壁面にタイルを配置する工法としては、壁面にモルタルや接着剤を塗布し、モルタル面にタイルを張り付ける湿式タイル工法が一般的であったが、最近は、壁面にステンレス製のレールを配置し、タイルの裏足とレールとを嵌合して配置するカーニバル工法に代表される乾式タイル工法も広く普及している。
【0003】
また、近年は外壁を押出成形セメント板により構成する建築物が増加している。
押出成形セメント板からなる壁面材は表面にリブを有しており、タイルの裏足を掛止することにより、タイルを表面に配置する(図7)。

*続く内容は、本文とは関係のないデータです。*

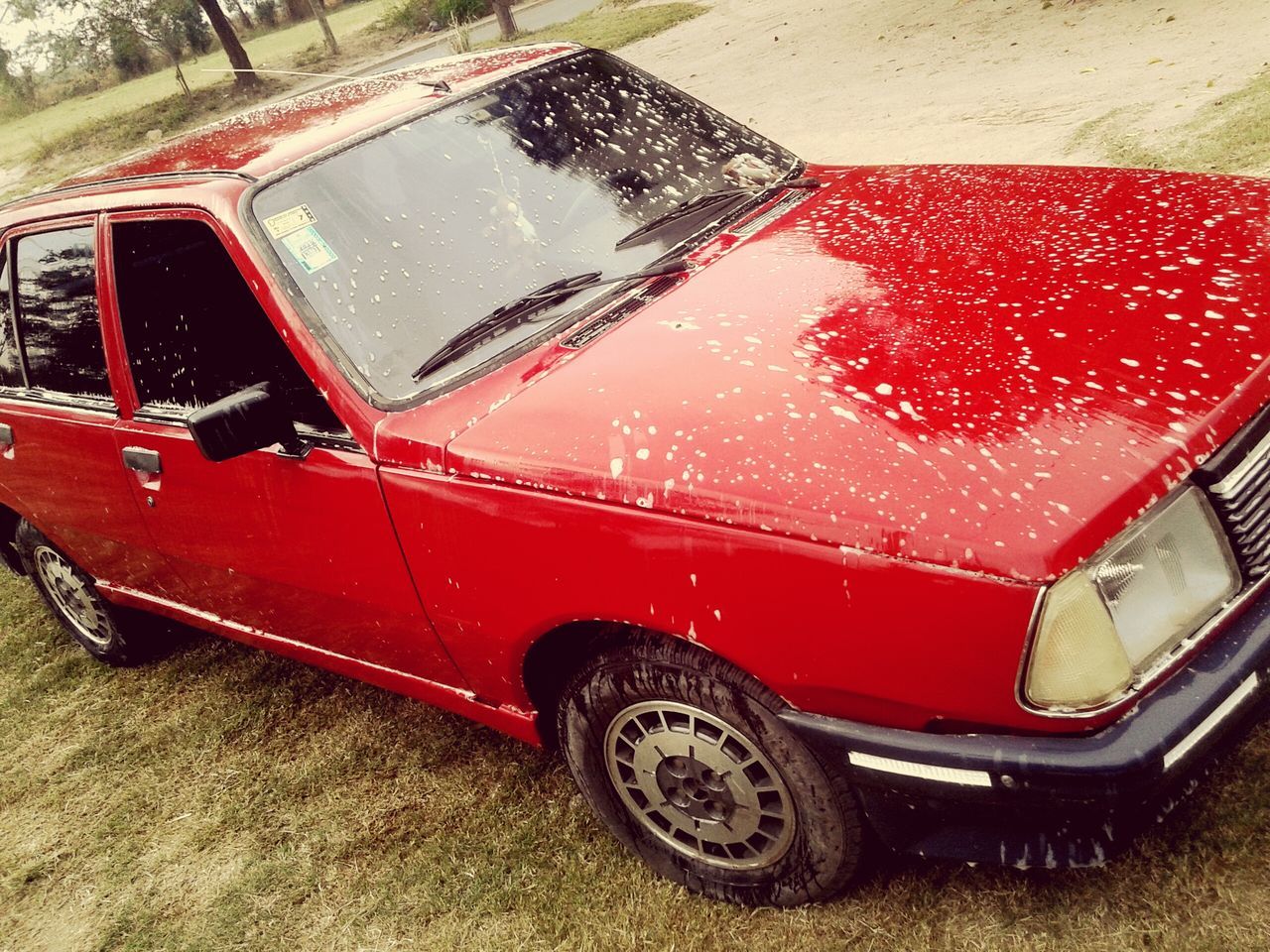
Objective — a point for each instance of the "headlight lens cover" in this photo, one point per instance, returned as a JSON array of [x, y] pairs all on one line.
[[1150, 588]]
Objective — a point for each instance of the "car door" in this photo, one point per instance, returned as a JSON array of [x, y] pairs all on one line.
[[300, 548], [59, 462]]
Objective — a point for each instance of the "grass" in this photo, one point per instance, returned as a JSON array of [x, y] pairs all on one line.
[[56, 143], [225, 798], [1229, 135], [23, 140]]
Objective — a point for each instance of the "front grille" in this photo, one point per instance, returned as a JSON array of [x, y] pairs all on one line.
[[1237, 480]]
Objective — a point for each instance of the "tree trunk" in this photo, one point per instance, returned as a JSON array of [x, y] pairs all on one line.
[[320, 13], [245, 79], [506, 21]]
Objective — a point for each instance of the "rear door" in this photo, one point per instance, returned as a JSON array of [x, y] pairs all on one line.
[[59, 462], [302, 548]]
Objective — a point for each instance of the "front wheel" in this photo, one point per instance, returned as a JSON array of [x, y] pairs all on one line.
[[686, 762], [71, 594]]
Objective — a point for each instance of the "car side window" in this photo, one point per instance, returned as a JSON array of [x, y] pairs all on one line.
[[58, 313], [10, 365], [193, 330]]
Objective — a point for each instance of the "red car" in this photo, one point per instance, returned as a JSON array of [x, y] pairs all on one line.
[[802, 507]]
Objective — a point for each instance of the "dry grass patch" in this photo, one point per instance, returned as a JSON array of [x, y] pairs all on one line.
[[1229, 135]]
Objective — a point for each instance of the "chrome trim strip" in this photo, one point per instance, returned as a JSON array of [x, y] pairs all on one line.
[[926, 772], [1209, 724], [1236, 476]]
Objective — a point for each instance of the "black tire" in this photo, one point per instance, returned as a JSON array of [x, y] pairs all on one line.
[[71, 595], [642, 692]]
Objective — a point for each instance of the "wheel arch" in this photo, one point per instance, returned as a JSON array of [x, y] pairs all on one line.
[[9, 521], [553, 658]]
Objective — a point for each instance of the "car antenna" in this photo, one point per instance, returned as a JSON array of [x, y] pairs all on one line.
[[440, 85]]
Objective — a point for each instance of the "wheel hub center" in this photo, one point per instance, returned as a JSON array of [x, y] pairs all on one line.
[[695, 789]]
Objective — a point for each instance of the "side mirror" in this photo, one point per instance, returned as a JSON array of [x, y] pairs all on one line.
[[250, 419]]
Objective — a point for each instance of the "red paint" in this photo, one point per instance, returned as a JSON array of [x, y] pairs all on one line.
[[844, 452]]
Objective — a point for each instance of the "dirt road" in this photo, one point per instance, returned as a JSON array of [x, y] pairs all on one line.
[[959, 80]]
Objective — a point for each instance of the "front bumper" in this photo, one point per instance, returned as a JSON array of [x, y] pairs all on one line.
[[1056, 800]]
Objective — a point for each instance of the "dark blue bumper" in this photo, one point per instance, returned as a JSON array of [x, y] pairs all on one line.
[[1056, 800]]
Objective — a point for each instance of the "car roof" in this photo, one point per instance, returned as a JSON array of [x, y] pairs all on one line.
[[255, 143]]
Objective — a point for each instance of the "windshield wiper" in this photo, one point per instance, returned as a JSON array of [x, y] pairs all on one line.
[[706, 199], [521, 309]]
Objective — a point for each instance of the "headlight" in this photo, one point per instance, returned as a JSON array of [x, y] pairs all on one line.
[[1150, 588]]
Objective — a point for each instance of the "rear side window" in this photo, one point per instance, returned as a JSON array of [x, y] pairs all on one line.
[[193, 329], [10, 365], [62, 330]]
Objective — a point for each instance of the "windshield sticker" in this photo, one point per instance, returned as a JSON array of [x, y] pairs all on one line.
[[291, 220], [310, 249]]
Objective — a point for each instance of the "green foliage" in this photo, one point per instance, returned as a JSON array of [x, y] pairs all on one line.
[[447, 12], [194, 27], [128, 51], [267, 13], [408, 17]]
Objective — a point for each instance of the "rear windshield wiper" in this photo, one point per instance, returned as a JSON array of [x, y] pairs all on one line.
[[703, 200], [521, 309]]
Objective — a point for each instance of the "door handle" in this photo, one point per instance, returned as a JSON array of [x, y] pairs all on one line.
[[140, 460]]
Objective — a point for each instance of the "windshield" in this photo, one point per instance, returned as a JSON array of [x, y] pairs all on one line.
[[405, 240]]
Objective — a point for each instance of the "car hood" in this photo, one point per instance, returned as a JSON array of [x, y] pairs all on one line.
[[988, 368]]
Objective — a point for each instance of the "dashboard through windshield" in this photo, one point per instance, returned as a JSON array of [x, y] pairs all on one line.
[[404, 240]]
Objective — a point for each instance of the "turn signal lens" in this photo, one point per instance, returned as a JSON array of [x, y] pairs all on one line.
[[1078, 660]]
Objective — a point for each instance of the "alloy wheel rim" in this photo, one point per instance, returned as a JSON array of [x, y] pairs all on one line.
[[699, 784], [73, 598]]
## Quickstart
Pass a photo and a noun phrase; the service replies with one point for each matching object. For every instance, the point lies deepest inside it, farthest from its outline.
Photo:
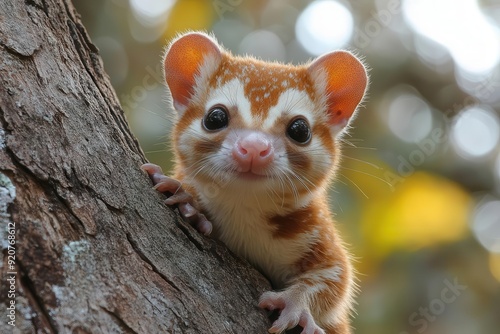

このとき、裏足と壁面材との間には接着剤を配置して、接着剤を固化することで、タイルと壁面材とを一体としている。
【発明の概要】
【発明が解決しようとする課題】
【0004】
しかし、このような従来の押出成形セメント板へのタイルの配置方法には、以下のような課題があった。
(1)接着剤による固定のため、接着剤が劣化して剥がれてしまうと、タイルが剥離するおそれがある。
(2)接着剤による固定のため、10年毎の外壁全面打診検査が必要となる。
【0005】
本発明の目的は、容易に乾式構造によりタイルを壁面に取り付けることができるタイル係合金物と、タイル係合金物付きタイル及び、タイル係合金物を用いた壁構造を提供することを目的とする。
【課題を解決するための手段】
【0006】
上記目的を達成するためになされた本願の第1発明は、平板状の当接部と、前記当接部の下端を折曲して形成した係合部と、からなり、前記係合部は、前記当接部の下端を折曲して突出した突出部と、前記突出部の突出端を下方に折曲した裏足係合部を有し、前記突出部の横方向の中央付近には、前記当接部から離れる方向に折曲して立ち上げた複数の係止片を有し、それぞれの前記係止片の高さが異なることを特徴とする、タイル係合金物を提供する。
本願の第2発明は、第1発明のタイル係合金物を裏足内部に配置した、金物付きタイルを提供する。
本願の第発明は、壁面材の表面に設けたリブ又はレールに、第1発明のタイル係合金物を裏足内部に配置したタイルを固定した、タイル係合金物を用いた壁構造であって、前記タイルの前記裏足の上端を前記リブ又は前記レールの上部に係合し、前記タイル係合金物の前記係止片を前記リブ又は前記レールの下部に係合することを特徴とする、タイル係合金物を用いた壁構造を提供する。
【発明の効果】
【0007】
本発明は、上記した課題を解決するための手段により、次のような効果の少なくとも一つを得ることができる。
(1)タイルの裏足にタイル係合金物を配置して壁面材のリブ又はレールに係止するものであり、誰でも容易に固定作業を行うことができる。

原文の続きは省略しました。